The idea behind fund tokens is just to make them tradeable on exchanges. Securitywise you have to rely on their insured multi-layer cold wallet architecture. Storing fund tokens in your own wallet doesn´t make any sense. So your asumption is correct

That's what I thought/ feared, thanks for clarifying this :-(
They were for instance affected by the recent Parity hack - and only saved because a white Hat hacker saved them, else they would have lost 13 million dollar. This goes against basic cryptocurrency 101 to have full control over your own coins and not to entrust a third party...
The Iconomi platform had nothing to do with the hack, it was money from the company that was held in a smart contract. Exactly what you would do if the system would be decentralized. You could even argue that if they had not used a decentralized solution (parity) and a centralized cold wallet instead, it would have been way more secure.
I understand the "crypto 101" argument, but decentralization isn´t the holy grale of everything especially while the crypto world is in early stages of development and things like locking up your money accidentally is possible.
Sure, I agree with your points, and of course I do value the convenience and ease to own a DAA rather than invest in the underlying assets myself. So I guess the risk is the price you have to pay for the convenience.
Since you seem to be very knowledgeable on ICONOMI, may I ask you (or any other user here who has an opinion) another question on a related yet different topic:
I am trying to understand the real (!) difference between a DAA like BLX and the C20 token from Crypto20. I understand for instance:
- Crypto20 tokens are limited to the ones distributed during their ICO
- Management fee is higher for most DAAs (BLX for instance 3% vs. C20 0,5%)

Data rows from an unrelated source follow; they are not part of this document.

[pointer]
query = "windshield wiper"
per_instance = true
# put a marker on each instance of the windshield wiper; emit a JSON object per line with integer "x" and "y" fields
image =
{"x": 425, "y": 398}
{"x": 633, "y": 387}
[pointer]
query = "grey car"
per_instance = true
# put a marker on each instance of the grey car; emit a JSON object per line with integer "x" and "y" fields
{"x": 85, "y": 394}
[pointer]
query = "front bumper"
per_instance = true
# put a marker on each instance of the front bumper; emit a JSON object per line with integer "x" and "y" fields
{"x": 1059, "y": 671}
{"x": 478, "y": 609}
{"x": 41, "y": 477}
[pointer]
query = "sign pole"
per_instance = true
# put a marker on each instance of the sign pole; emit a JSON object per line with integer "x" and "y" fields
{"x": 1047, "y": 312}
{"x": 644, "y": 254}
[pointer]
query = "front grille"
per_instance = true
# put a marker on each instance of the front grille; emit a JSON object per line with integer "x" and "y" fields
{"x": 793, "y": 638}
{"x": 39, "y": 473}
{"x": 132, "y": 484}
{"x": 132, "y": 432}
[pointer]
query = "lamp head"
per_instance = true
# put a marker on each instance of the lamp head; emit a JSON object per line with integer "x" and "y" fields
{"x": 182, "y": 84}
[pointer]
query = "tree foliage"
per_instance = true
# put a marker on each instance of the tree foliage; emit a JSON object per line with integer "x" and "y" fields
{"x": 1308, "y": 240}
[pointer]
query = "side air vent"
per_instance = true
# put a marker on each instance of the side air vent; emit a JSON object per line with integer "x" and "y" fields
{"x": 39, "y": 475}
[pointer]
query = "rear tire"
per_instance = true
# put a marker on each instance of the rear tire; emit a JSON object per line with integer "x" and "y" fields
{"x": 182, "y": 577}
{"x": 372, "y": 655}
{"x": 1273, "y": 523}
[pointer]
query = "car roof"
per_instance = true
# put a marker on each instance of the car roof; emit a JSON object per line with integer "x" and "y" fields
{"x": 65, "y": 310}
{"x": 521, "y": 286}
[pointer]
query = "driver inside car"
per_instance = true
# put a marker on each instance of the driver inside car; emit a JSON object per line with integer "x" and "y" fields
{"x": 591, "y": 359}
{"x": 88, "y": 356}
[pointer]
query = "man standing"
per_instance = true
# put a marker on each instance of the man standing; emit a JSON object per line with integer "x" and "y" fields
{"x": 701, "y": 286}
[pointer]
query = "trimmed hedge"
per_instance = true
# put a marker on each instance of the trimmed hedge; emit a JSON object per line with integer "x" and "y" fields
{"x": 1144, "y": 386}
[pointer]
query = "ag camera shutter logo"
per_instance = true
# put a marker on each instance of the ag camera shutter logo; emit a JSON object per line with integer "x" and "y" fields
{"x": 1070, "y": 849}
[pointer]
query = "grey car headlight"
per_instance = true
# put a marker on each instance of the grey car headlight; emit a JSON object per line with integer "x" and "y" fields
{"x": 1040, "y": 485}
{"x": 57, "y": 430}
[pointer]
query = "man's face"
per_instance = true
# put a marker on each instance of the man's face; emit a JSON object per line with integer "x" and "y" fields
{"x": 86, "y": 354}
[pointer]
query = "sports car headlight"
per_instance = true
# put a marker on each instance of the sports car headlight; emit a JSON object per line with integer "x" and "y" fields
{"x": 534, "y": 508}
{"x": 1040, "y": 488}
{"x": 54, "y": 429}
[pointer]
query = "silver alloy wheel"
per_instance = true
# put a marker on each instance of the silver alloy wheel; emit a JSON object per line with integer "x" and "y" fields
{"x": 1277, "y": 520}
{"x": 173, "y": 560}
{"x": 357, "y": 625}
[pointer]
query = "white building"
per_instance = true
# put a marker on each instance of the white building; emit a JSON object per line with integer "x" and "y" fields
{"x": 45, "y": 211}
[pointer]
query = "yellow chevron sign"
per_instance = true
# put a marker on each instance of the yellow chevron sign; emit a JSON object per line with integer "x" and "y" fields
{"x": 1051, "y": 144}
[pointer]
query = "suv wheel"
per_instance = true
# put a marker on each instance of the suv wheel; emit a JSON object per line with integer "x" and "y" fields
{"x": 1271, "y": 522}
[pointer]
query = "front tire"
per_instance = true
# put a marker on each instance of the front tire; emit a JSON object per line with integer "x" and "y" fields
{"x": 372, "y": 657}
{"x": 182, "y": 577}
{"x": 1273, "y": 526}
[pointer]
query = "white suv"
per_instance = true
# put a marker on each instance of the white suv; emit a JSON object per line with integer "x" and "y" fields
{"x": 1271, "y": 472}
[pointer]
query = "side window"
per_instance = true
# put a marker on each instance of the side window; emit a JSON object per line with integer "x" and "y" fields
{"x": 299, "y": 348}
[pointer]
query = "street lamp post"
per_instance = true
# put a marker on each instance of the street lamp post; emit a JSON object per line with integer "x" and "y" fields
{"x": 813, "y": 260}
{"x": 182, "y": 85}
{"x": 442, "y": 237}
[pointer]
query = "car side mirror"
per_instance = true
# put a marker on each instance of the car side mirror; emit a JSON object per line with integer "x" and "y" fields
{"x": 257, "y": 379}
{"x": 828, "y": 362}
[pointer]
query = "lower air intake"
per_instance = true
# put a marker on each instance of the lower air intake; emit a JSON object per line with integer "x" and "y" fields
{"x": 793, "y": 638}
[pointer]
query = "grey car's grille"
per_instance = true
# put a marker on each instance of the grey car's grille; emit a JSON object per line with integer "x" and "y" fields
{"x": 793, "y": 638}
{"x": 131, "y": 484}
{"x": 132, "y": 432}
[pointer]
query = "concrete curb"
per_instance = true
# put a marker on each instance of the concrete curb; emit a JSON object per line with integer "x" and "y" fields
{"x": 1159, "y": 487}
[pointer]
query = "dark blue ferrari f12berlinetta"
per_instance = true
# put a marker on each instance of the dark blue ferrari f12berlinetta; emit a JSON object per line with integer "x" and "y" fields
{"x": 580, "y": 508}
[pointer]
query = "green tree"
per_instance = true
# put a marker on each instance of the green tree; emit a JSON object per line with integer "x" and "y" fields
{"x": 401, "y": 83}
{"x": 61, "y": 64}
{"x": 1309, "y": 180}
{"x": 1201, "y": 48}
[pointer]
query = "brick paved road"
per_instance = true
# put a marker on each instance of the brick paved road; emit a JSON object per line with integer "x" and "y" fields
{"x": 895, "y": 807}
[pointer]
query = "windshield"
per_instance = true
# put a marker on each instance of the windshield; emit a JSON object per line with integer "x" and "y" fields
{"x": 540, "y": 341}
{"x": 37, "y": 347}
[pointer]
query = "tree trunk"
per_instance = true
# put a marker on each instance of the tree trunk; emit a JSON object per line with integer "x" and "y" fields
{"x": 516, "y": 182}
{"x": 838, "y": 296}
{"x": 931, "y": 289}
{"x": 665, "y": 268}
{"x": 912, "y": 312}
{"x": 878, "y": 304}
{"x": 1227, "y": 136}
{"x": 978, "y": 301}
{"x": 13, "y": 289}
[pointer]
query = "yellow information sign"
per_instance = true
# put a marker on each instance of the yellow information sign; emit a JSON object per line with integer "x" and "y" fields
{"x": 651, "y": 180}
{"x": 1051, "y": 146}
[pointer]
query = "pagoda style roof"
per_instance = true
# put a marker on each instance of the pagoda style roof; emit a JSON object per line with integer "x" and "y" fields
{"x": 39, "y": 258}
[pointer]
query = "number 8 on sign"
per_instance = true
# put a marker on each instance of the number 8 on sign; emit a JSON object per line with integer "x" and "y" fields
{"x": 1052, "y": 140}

- No exit fee at C20 (as opposed to 0,5% for BLX)
- The entry fee is much higher for C20 (roughly 23% vs 0% for BLX)
- The underlying assets are a bit different of course
However, the end results seems to be very similar - I get to own a diverse portfolio of assets by owning just one token. Is any one of these significantly better than the other, or does it come down to preference and my trust in either platform?